The Buddha and Mumford have learned one of the most important lessons of life – to live with and adapt to reality.  I have recommended the Buddha’s five daily recollections before, but one of them is that the body is “of the nature to grow old and decay.”  I would guess that the Silicon Valley boys might delay the inevitable, but they are going to be pretty miserable if they don’t accept it at some point.  And even if they manage to live long, they will still outlive their time – think of Swift’s Struldbruggs, who outlived the language and culture around them and became “foreigners in their own country.”  Trying to talk to my grandchildren, I know what that feels like.

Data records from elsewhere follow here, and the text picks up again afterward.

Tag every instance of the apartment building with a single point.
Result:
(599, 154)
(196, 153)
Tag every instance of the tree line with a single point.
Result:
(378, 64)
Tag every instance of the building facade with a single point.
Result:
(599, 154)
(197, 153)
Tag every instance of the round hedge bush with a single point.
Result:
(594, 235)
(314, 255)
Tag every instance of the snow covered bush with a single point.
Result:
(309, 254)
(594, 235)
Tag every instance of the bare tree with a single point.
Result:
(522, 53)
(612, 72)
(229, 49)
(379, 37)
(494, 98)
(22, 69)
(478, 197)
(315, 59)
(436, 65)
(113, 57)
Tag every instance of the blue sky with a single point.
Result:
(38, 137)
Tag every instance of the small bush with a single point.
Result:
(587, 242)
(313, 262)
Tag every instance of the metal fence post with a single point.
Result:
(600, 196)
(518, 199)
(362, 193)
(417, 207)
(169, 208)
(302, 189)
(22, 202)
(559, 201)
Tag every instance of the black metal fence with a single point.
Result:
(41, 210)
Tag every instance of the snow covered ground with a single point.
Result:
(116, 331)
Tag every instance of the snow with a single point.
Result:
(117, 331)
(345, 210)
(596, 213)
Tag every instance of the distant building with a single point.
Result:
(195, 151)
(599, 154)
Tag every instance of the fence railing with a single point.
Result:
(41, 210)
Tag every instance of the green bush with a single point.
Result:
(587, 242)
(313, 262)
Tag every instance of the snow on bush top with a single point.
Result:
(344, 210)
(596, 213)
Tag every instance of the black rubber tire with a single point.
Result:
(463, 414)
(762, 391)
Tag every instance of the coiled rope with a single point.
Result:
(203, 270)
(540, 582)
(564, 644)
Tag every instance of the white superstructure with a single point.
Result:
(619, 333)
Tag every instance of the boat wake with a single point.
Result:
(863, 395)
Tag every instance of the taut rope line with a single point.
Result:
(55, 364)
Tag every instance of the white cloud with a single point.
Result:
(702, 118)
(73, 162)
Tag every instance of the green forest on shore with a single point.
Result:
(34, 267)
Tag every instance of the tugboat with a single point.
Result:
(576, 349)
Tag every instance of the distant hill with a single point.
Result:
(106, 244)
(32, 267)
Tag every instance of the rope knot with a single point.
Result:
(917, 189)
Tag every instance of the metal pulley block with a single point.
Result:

None of this means we have to like everything or anything about old age.  The Buddha spoke the following poem (memorized by the monks and later transcribed):

I spit on you, old age —

old age that makes for ugliness.

The bodily image, so charming,

is trampled by old age.

Even those who live to a hundred

are headed — all — to an end in death,

which spares no one,

which tramples all.

And, as for the tech boys, they might want longevity, but they don’t necessarily want everyone to have it (link here): 

“I don’t think we should have people live for a very long time,” Musk says (in a WELT Documentary interview). “It would cause ossification of society because the truth is, most people don’t change their mind; they just die. And so, if they don’t die, we’ll be stuck with old ideas, and society won’t advance. I think we already have quite a serious issue with the gerontocracy, where the leaders of so many countries are extremely old. Look at the U.S.—its very ancient leadership. It’s just impossible to stay in touch with the people if you’re many generations older than them.”

Like the Struldbruggs.  Or maybe like some of the people Musk has been hanging around with lately.

If you want to know more about the Struldbruggs, try Gulliver’s Travels (Part III, Chapter X), and see if you don’t relate to their feeling of being “foreigners in their own country.”  I also wrote about them in my blog from a few years ago, “Covid-19 and the Generational Wars.”